Don’t get me wrong, that scene in so many ways is strangely, quintessentially Belfast, or Ireland maybe. But there is something in the context-altering powers of the Handsome Family’s music that transports every sense I have of that 40 second scene to Twin Peaks. There is something in their very singular world view that keeps a scary clown mask under the bed, beside the family photos, the box of shells and the third dress you’ve bought this month from a shopping channel and haven’t even opened yet.
This album is sturdy Handsome Family third dimension otherworldliness. In that there are no departures.

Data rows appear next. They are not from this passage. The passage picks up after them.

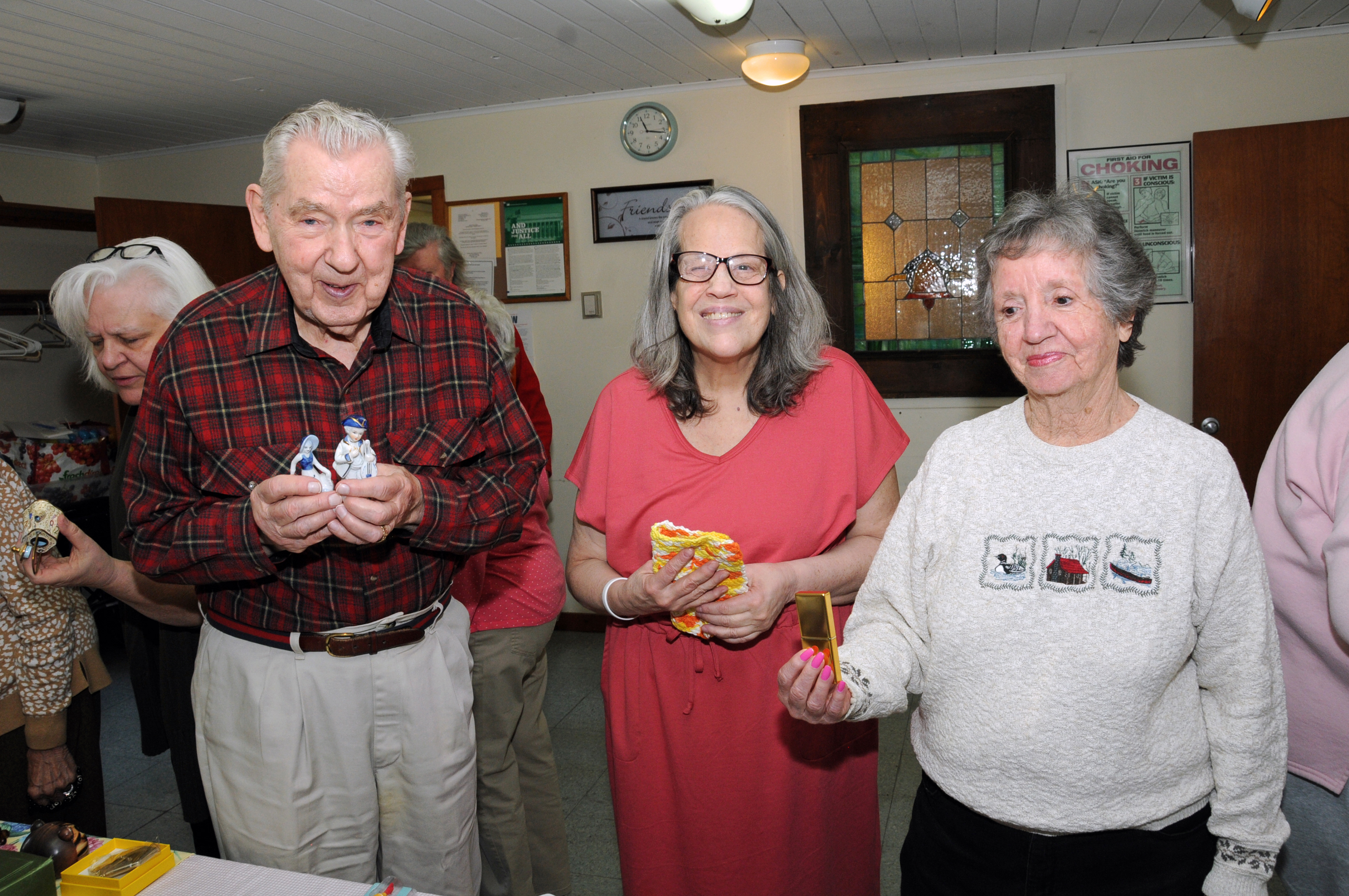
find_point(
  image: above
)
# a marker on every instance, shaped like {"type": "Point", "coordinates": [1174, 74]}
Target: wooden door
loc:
{"type": "Point", "coordinates": [1271, 245]}
{"type": "Point", "coordinates": [219, 237]}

It paints its pictures in primary colours, you think you’ve taken in the scene, then you have an eerie feeling the eyes are watching you as you walk away.
Take “Back in my Day” for example; where the intro intones a sad, thoughtful melancholy, then Brett’s crooning baritone rolls in with reminiscences of a utopian past “where everything was better, darker and deep.” This song straddles a line. The words have been written with rose tinted glasses, yet we still need to bow to the fact that the childhoods of previous generations have allowed more space for things to be unknown, for more – or at least longer lasting innocence, for monsters to be in the sea instead of the chatrooms.

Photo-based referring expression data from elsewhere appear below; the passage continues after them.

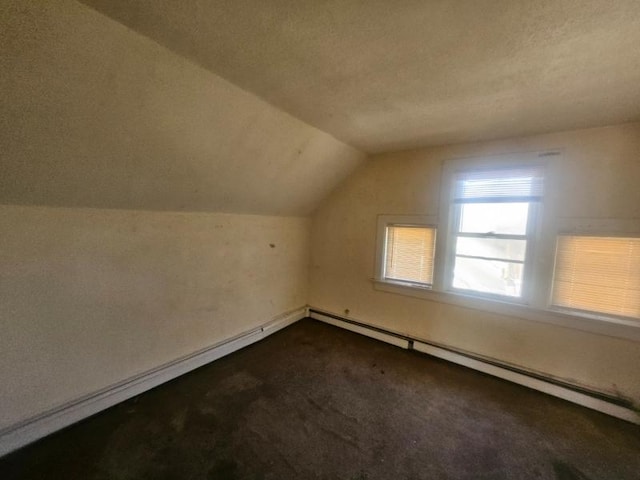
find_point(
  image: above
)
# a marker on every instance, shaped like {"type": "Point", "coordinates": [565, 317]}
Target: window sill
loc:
{"type": "Point", "coordinates": [613, 327]}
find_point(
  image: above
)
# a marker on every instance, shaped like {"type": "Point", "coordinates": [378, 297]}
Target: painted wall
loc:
{"type": "Point", "coordinates": [110, 146]}
{"type": "Point", "coordinates": [90, 297]}
{"type": "Point", "coordinates": [96, 115]}
{"type": "Point", "coordinates": [598, 176]}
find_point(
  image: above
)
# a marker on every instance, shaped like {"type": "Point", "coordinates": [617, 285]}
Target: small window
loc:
{"type": "Point", "coordinates": [409, 252]}
{"type": "Point", "coordinates": [598, 274]}
{"type": "Point", "coordinates": [494, 215]}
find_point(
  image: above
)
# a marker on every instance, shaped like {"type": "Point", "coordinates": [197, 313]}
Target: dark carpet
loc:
{"type": "Point", "coordinates": [317, 402]}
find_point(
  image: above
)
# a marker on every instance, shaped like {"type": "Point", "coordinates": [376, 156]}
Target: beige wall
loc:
{"type": "Point", "coordinates": [598, 176]}
{"type": "Point", "coordinates": [94, 114]}
{"type": "Point", "coordinates": [90, 297]}
{"type": "Point", "coordinates": [104, 136]}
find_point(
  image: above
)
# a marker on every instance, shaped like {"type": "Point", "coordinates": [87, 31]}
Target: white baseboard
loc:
{"type": "Point", "coordinates": [34, 428]}
{"type": "Point", "coordinates": [559, 391]}
{"type": "Point", "coordinates": [362, 330]}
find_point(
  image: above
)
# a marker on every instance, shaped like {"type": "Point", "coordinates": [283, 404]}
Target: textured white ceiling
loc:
{"type": "Point", "coordinates": [386, 75]}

Sir William Crookes was a chemist, physicist, pioneer of the original vacuum tube, and a spiritualist of whom it was said “his desire to believe blinded him to the chicanery of his psychic subjects.” This has everything that would attract the Handsome Family to write a song about it, and they did. Harpsichord opens “Gentlemen,” and plays right through as the renowned scientist describes how the apparatus he has invented will work, as he tries to convince the gentlemen of what he has witnessed. “Gentlemen the lights blew out/gentlemen the curtains moved …” There’s a slight whiff of the Mekons in the haunting, Englified, shanty, overdubbed chorus by Brett at the end of the song. Despite the curiousness of the tale, William Crookes is afforded a certain respect. The song feels more like a tribute than a joke.
There’s more of course. Rennie’s segments in “The Sea Rose” sound like Freakwater singing a Monkees’ song. And the mildly hypnotic hums and harmonies on the album’s first single “Gold,” offer a classic Handsome Family tale of banditry and dusty shoot outs (based on a true event when dollar bills blew into Brett’s face as he stood in a car park). Indeed I was first introduced to the song a long year ago at a gig in Belfast where they told us it was “inspired by all the people in New Mexico who are going to, or coming out of jail.”
Rennie and Brett Sparks recorded Unseen at their home studio, apparently at night time. If you like the sound and the cut of the Handsome Family you’ll enjoy the sound and the cut of this album. It’s released today, 16th September.